PATIENTS AND METHODS

Eighty-three patients undergoing needle localization and biopsy of non-palpable breast lesions under mammographic, ultrasound or fiberoptic ductoscopy guidance from June 2013 to December 2014 in Beijing Friendship Hospital were included in the study. The preoperative imaging assessment, application of localization needles, surgical operation and pathological examination were recorded and analyzed retrospectively.

RESULTS

A total of 83 localization and biopsies were carried out, of which 27 were performed under mammographic guidance, 32 under ultrasound guidance and 24 under fiberoptic ductoscopy guidance.
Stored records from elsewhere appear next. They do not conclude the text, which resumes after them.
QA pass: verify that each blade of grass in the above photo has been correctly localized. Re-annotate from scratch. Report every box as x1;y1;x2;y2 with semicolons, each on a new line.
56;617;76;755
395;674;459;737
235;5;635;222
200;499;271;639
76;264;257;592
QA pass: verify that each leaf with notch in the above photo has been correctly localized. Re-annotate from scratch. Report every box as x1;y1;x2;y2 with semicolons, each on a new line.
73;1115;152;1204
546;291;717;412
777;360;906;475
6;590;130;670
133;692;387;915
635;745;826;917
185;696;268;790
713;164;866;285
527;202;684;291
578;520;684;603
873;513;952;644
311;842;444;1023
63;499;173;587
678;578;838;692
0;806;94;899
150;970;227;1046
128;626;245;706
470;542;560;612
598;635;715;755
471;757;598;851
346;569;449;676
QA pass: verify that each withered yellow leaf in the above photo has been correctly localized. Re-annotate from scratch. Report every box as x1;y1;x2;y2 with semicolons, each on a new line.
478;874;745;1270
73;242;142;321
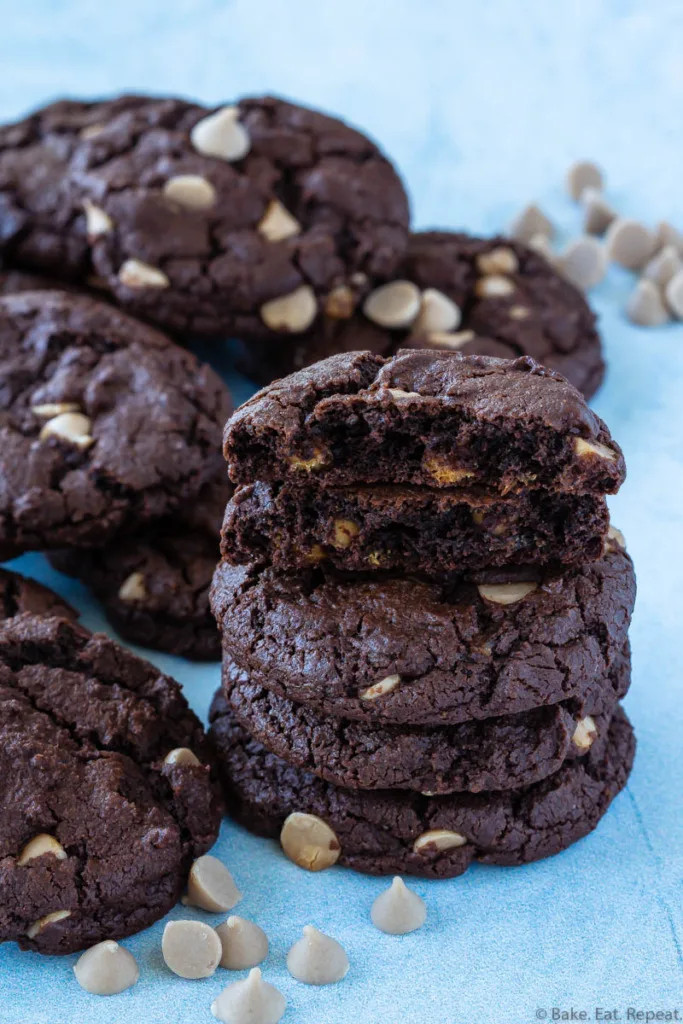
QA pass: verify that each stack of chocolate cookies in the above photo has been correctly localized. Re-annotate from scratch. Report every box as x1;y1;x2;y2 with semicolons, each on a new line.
211;350;635;878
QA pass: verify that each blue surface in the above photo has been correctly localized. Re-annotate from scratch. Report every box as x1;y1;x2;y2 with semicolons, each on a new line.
0;0;683;1024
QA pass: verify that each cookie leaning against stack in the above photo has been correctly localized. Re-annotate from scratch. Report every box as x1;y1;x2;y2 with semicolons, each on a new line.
211;350;635;878
0;291;231;658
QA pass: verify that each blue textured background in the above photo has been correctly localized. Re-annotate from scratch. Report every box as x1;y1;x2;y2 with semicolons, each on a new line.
0;0;683;1024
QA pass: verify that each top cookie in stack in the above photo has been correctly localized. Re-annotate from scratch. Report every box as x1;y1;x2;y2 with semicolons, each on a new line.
212;350;635;878
223;350;625;573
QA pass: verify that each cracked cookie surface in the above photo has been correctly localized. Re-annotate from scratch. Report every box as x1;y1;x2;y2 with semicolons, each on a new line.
211;542;636;725
49;473;231;662
0;292;230;559
0;569;78;622
235;231;604;398
224;351;626;496
0;96;409;340
222;648;631;796
210;694;635;879
0;615;220;953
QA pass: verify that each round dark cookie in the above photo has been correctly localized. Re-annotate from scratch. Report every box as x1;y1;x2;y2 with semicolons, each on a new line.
222;649;631;796
0;96;154;278
211;541;636;725
0;569;78;622
49;474;231;662
221;481;609;575
223;350;626;497
0;292;230;559
210;694;635;879
0;96;409;338
233;231;604;398
0;615;221;953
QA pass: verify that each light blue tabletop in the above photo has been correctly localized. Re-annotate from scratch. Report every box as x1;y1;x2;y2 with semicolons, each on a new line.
0;0;683;1024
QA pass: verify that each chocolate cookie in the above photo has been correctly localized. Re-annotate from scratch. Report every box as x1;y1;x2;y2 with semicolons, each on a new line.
210;695;635;879
222;648;631;797
0;96;154;281
224;351;626;495
0;96;409;337
211;539;635;725
0;569;78;622
49;474;230;662
233;231;604;398
221;482;609;574
0;292;230;559
0;615;220;953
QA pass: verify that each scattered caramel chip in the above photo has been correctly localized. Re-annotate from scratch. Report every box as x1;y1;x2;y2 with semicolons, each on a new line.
362;281;422;330
477;582;539;604
287;925;349;985
288;449;325;473
474;273;515;299
211;967;287;1024
476;246;519;274
216;915;268;971
665;270;683;319
119;572;147;602
74;939;140;995
40;413;94;452
280;811;341;871
161;921;223;981
325;285;355;319
571;715;598;751
359;676;400;700
83;199;114;242
643;245;683;289
581;185;616;234
16;833;67;867
261;285;317;334
573;437;616;462
556;234;607;292
424;455;476;486
413;288;463;337
605;217;655;270
26;910;71;939
332;519;360;548
607;523;626;551
427;331;476;350
626;278;671;327
256;199;301;242
119;259;171;291
413;828;467;853
162;174;216;210
566;160;602;200
304;544;328;565
370;872;423;935
164;746;202;767
510;203;555;245
184;853;242;913
189;106;251;163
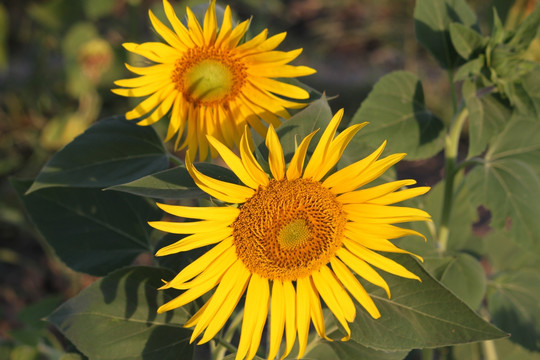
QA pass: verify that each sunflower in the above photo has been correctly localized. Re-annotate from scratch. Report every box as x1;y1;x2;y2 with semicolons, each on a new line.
112;0;315;159
150;111;430;359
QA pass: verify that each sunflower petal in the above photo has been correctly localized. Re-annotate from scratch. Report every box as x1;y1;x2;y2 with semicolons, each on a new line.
330;257;381;319
186;151;255;203
268;280;285;359
266;125;285;180
286;130;319;180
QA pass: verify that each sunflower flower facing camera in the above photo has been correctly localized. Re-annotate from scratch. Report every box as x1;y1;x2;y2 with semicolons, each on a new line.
112;0;315;159
150;111;430;359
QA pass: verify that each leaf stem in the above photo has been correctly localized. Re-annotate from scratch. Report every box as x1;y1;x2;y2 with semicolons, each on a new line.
438;107;469;252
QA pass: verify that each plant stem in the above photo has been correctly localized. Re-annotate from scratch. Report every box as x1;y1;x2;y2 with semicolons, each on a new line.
439;108;469;252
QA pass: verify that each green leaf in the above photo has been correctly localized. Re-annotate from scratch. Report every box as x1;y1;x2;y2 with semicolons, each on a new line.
454;55;486;82
450;23;486;60
488;269;540;351
47;267;193;360
465;118;540;251
414;0;476;69
304;335;408;360
28;117;168;193
106;163;239;199
351;255;506;351
351;71;443;160
12;180;161;276
482;230;540;272
425;253;486;309
462;80;510;158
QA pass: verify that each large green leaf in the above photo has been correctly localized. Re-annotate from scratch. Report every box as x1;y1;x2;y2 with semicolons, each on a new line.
465;118;540;251
488;269;540;351
107;163;239;199
425;253;486;309
462;80;510;157
449;23;487;60
414;0;476;69
47;267;193;360
351;71;443;160
351;255;506;351
28;117;168;192
12;180;161;276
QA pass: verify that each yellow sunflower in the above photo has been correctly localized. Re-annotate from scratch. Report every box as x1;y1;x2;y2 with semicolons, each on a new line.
150;111;430;359
112;0;315;159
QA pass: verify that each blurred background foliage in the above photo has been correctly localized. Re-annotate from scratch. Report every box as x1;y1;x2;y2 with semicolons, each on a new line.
0;0;540;359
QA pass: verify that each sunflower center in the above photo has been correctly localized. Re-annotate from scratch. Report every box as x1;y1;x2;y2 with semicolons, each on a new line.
171;47;245;106
233;179;347;280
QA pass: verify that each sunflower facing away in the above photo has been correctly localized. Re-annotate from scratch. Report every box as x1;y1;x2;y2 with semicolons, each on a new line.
150;111;430;359
112;0;315;159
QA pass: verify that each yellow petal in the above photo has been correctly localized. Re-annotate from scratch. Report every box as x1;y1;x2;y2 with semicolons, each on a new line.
156;227;232;256
125;63;172;75
336;248;390;298
206;136;259;189
281;281;297;360
323;141;386;194
268;280;285;359
160;237;233;289
296;277;311;359
286;130;319;180
163;0;196;48
186;7;205;46
137;90;178;126
311;266;354;341
370;186;431;205
148;10;186;50
156;203;240;222
148;220;231;234
337;180;416;204
126;86;173;120
191;260;251;345
303;109;343;180
344;228;424;261
348;222;426;240
215;5;232;48
246;63;317;78
111;82;170;97
309;280;332;341
242;49;302;66
266;125;285;180
240;127;268;186
343;238;421;281
236;274;270;359
177;246;238;290
353;154;407;189
343;203;431;222
122;42;177;64
313;122;367;180
114;72;171;88
248;76;309;99
157;277;220;314
330;257;381;319
185;151;255;203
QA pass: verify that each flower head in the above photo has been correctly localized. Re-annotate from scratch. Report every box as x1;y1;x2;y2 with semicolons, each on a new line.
150;111;430;359
113;0;315;159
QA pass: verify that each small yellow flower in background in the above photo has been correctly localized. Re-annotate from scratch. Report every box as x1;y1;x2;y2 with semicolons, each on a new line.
150;111;430;359
113;0;315;159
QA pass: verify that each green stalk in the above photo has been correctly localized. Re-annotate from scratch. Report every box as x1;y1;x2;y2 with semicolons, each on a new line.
438;108;469;252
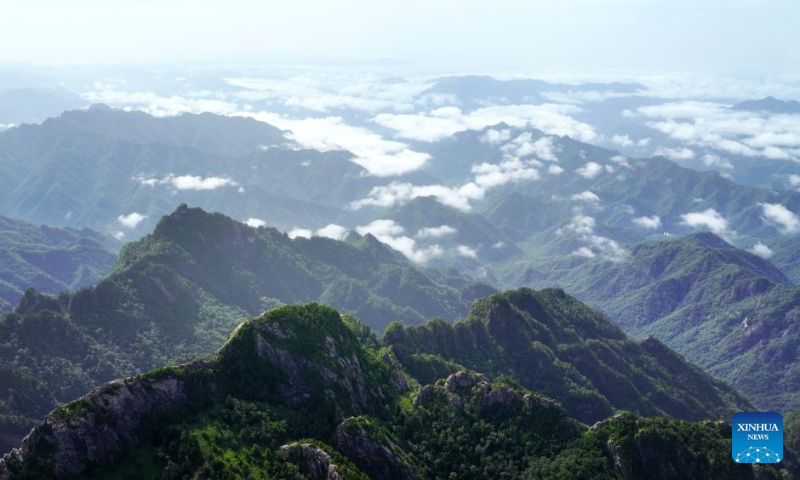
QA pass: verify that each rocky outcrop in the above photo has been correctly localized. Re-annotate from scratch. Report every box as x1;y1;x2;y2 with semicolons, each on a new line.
334;417;419;480
0;362;202;480
281;443;342;480
220;304;409;419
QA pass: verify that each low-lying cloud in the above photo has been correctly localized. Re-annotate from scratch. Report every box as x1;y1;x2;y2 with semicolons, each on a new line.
760;203;800;234
133;174;239;190
373;103;597;142
681;208;728;235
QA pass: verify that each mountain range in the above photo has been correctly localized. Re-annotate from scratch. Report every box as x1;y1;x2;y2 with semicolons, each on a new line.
0;206;751;458
0;302;797;479
506;233;800;411
0;217;119;312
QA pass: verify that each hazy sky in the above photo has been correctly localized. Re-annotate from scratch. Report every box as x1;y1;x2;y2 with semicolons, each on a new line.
0;0;800;75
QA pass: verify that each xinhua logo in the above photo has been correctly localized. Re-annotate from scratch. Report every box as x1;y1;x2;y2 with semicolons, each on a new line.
731;412;783;463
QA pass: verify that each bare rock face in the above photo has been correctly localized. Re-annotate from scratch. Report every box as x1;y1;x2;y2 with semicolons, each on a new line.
334;417;419;480
0;364;199;480
281;443;342;480
444;370;488;392
220;306;409;419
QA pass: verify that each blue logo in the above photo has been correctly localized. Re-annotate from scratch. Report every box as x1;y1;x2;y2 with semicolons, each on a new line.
731;412;783;463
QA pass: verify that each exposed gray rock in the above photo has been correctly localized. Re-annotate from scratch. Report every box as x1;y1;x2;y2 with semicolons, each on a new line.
281;443;342;480
0;362;205;480
334;418;418;480
444;370;488;392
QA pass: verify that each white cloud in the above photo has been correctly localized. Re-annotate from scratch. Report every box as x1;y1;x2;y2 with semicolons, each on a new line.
350;158;539;211
609;155;633;168
760;203;800;234
314;223;349;240
501;132;561;162
356;219;405;237
702;153;733;169
481;128;511;145
373;103;597;142
226;75;428;113
456;245;478;258
575;162;603;178
287;228;314;239
572;247;597;258
656;147;695;160
611;135;635;148
633;215;661;230
117;212;147;230
556;213;629;262
638;101;800;160
133;174;239;190
288;224;349;240
414;225;458;238
572;190;600;203
242;112;430;177
681;208;728;235
748;242;775;259
356;219;444;264
171;175;239;190
244;218;267;228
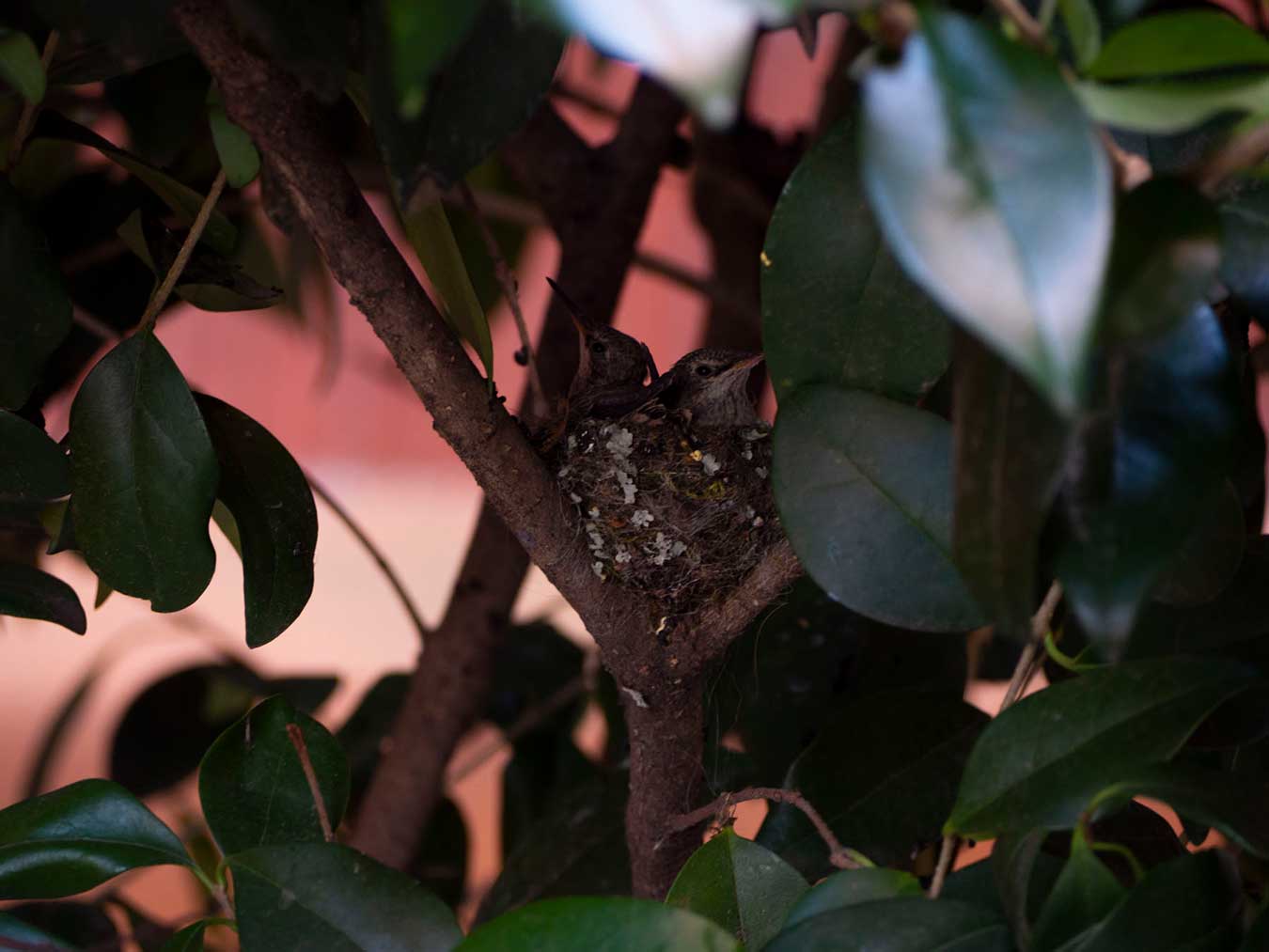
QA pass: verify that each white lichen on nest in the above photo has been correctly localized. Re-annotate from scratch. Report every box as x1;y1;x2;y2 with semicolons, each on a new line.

Twenty-seven cases of breast microcalcifications were localized under mammographic guidance and surgically removed, of which eight cases were pathologically diagnosed as malignant. Thirty-two cases of non-palpable breast lesions were localized under ultrasound guidance and 30 pathologically diagnosed, of these, four cases were pathologically diagnosed as malignant. Twenty-four cases of intraductal space-occupying lesions were localized under ductoscopy guidance and surgically removed, of which five cases were pathologically diagnosed as malignant.

CONCLUSION

Utilization of localization needles under mammographic, ultrasound or fiberoptic ductoscopy guidance for non-palpable breast lesions is a safe and effective procedure, and is helpful in the diagnosis of breast cancer. With the help of this procedure, more malignant lesions can be localized and surgically removed.

摘要

目的

评估在乳腺钼靶、超声或纤维乳管镜引导下使用定位针对于不可触及乳腺病变的有效性。

患者与方法

纳入2013年6月至2014年12月在北京友谊医院接受乳腺钼靶、超声或纤维乳管镜引导下不可触及乳腺病变的定位针穿刺活检的83例患者。回顾性记录并分析术前影像评估、定位针的应用、手术操作及病理检查情况。

结果

共进行了83次定位及活检,其中27次在乳腺钼靶引导下进行,32次在超声引导下进行,24次在纤维乳管镜引导下进行。27例乳腺微小钙化灶在乳腺钼靶引导下定位并手术切除,其中8例病理诊断为恶性。32例不可触及乳腺病变在超声引导下定位,30例进行了病理诊断,其中4例病理诊断为恶性。24例导管内占位性病变在乳管镜引导下定位并手术切除,其中5例病理诊断为恶性。

结论

在乳腺钼靶、超声或纤维乳管镜引导下使用定位针对于不可触及乳腺病变是一种安全有效的方法,有助于乳腺癌的诊断。借助该方法,更多的恶性病变能够被定位并手术切除。